The defining theme of European real-estate credit in 2026 is the refinancing wave. Approximately €120 billion of commercial real-estate debt matures this year, much of it originated in the 2019–2021 low-rate era. Borrowers are walking into a structurally tighter underwriting environment: valuations have corrected, LTV covenants have tightened, and many existing facilities no longer fit the new lender rulebook. The resulting gap is where hybrid capital is doing its work.
Preferred equity as stack bridge
Preferred equity has become a vital component of the 2026 capital stack. Current pricing sits between 10% and 12% on core-plus assets — attractive risk-adjusted returns against a backdrop where senior spreads have elevated on the back of Basel IV capital charges. For borrowers, the instrument is essential: it provides the equity infusion required to keep the senior lender at the table and avoid a forced sale. For providers, it offers a downside-protection cushion with defined exit mechanics.

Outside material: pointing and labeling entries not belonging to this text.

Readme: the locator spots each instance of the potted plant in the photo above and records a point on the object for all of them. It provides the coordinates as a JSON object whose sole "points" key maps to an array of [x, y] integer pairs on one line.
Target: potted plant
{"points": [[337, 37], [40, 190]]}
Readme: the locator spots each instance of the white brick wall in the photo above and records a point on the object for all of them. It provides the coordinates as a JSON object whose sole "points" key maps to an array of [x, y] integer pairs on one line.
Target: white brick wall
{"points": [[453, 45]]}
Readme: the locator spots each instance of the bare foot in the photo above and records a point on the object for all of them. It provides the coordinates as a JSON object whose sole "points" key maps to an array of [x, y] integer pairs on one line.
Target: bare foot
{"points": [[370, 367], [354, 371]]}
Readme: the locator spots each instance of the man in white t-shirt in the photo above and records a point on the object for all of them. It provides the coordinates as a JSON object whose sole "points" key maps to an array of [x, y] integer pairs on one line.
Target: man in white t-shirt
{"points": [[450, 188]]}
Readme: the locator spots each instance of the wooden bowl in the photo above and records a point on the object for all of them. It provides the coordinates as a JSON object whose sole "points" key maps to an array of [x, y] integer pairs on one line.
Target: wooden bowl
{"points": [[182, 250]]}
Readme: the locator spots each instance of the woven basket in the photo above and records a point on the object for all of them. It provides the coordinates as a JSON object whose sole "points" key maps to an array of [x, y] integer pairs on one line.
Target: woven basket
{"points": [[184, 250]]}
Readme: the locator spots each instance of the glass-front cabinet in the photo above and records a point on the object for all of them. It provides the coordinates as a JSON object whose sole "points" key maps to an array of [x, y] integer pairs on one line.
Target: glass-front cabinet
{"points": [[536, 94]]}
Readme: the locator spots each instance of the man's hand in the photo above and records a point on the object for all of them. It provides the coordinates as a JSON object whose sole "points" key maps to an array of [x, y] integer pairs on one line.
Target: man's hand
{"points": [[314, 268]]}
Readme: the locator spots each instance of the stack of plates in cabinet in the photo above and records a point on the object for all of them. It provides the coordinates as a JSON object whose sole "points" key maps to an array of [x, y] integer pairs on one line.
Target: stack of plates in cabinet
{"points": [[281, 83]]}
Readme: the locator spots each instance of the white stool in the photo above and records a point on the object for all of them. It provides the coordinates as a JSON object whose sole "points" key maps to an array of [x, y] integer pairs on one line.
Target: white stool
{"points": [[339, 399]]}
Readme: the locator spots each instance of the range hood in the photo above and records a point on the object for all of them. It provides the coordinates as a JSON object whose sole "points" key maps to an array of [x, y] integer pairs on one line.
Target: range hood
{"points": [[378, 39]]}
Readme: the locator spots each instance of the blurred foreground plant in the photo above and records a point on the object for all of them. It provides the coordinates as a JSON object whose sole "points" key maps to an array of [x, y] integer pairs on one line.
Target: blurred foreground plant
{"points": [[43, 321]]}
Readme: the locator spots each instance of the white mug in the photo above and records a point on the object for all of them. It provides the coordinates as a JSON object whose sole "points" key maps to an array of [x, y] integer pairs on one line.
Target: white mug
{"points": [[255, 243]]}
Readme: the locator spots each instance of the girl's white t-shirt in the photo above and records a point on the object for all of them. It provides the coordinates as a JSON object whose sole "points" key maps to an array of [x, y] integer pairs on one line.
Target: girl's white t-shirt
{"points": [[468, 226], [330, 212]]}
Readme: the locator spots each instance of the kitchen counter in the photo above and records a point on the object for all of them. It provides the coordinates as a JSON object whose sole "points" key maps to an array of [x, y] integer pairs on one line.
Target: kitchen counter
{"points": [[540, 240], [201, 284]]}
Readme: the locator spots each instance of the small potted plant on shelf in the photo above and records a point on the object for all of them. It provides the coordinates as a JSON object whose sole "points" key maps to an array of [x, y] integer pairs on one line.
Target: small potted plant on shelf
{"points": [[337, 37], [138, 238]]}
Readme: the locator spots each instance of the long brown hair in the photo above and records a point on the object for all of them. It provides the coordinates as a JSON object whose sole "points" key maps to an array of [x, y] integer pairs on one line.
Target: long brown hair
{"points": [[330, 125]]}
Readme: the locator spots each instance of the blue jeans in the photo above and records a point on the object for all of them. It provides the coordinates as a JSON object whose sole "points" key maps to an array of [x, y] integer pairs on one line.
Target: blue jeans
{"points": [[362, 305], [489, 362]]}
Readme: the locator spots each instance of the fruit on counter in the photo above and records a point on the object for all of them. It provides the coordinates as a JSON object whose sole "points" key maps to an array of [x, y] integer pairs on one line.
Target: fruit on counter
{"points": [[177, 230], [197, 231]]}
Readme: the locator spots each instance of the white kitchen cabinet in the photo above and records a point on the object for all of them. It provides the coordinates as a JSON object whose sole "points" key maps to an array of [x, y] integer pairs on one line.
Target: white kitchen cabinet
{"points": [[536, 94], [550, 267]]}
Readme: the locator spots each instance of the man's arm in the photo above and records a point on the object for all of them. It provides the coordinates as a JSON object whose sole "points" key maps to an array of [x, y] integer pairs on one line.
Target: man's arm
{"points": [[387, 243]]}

The most active counterparties in this space are private debt funds and insurance companies. Both have the balance-sheet duration to hold the position and the underwriting discipline to price the subordination correctly.
The ICR pressure point
The geography of stress is concentrated in the office and retail sectors, but the dynamic extends further. Even in resilient logistics, higher rates mean interest coverage ratios are under pressure. That pressure forces additional equity into the stack at refinancing, which is precisely where mezzanine and preferred equity are stepping in as stabilisers.
The ESG-kicker
What distinguishes 2026 from previous refinancing cycles is the ESG dimension. Many senior lenders now decline to refinance assets without an EPC rating of C or higher. The mezzanine capital currently being deployed is often structured for improvement — specifically earmarked for energy-efficient retrofits. That dual-purpose capital solves the liquidity problem and the sustainability problem in a single structure. It is the most in-demand financial product in the European real-estate market right now.
For firms deploying equity into this cycle, it represents high-conviction investing at attractive entry points. The borrower’s alternative is a distressed sale; the equity provider’s alternative is a different, less well-structured deployment. Both sides have an incentive to transact.